こういう顔を見ると、この子の時間がどれだけ進んでしまったのかを感じる。焦凍達と家族として一緒に過ごせなかった事に、胸が痛くなる。
それは自分の弱さのせい。文句は言えない。
けれど、どうしても思ってしまう。
あの時、どうして踏み止まれなかったかと。
そうしたら、きっと苦しい事ばかりじゃなかった。
焦凍だけじゃない、あの子達の成長もきっと見れた。学校でどんな事をしたとか、好きな子が出来たとか・・・沢山楽しい時間があった筈なのに。
それなのに、私は━━━━。
「レーちゃん、レーちゃん」
気がつくと私の顔を覗き込むように、不思議そうな顔した双虎ちゃんがいた。
「どうしたの?」
「あっ、やっぱり聞いてない!レーちゃん轟そっくり!ポヤポヤし過ぎですよー!ま、いっか。それよりほらほら、見て見て。爆笑ですよ!紅白饅頭が無表情でくしゃみしてる所」
「器用な事出来るのね、焦凍」
「おい、緑谷。ちょっとこっちこい」
焦凍に猫みたいに掴まれて部屋の端っこ行く双虎ちゃん。焦凍の影からこっちを見て、親指をぐっと立ててくる。

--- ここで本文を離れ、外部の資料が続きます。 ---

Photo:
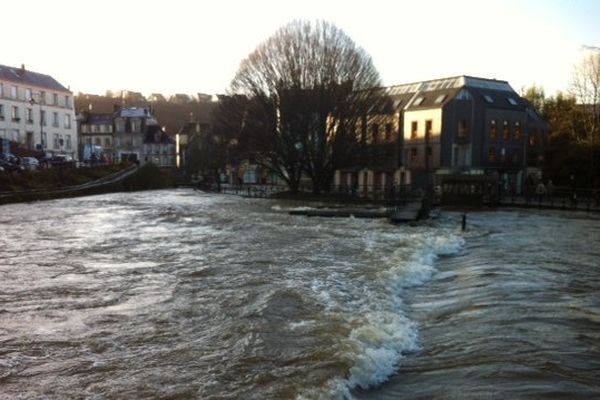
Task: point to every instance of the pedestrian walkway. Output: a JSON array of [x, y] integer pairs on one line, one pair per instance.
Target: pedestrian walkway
[[561, 203]]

どういう意味か考えていると、直ぐ側のテーブルからガヤガヤとした音が聞こえてきた。ふと目を向ければ、双虎ちゃんのスマホに映像が流れている。
先生には禁止されているけど少しならと思い手にとって見てみる。そこには学校での焦凍の姿があった。
双虎ちゃんの元気な声。
あいそのない焦凍の声。
さっき言われた画像だったみたいで、本当に焦凍が無表情でくしゃみしていた。
画像から流れてくる楽しげな笑い声に、私も思わず笑ってしまう。
「━━━な、お母さん!それ」
焦凍が少し焦った様子で戻ってきた。
スマホを持っているせいか、それとも画像を見てしまったせいか分からないけれど、見たことのない焦凍の姿に笑いが溢れてしまう。
「見た見た?!爆笑ですよね!」
「緑谷━━━!!」
「うわっ!?紅白饅頭が怒った!!」
「当たり前だ!携帯は駄目だっていったろ!」
「携帯じゃなくて、ネット情報得られる電子機器全般が駄目なんでしょ?でもさ、紅白饅頭の画像だけなら良くない?レーちゃんもみたいよ、きっと。ねぇーレーちゃん?」
「そのレーちゃんも止めろ」
「えぇーーレーちゃんが良いっていうからぁ」
双虎ちゃんの助けを求める目が私に向いた。
焦凍はそれとは逆の目。
ふふ、どうしようかしら。
「━━━良いわよ、レーちゃんで。なんだか歳まで若返った気分になるもの。それと、他にもあるなら焦凍の姿みてみたいわ」
私がそう言うと、焦凍が眉間に皺を寄せて双虎ちゃんを見た。それを見て、双虎ちゃんは鬼の首でもとったかのような余裕の笑みを浮かべる。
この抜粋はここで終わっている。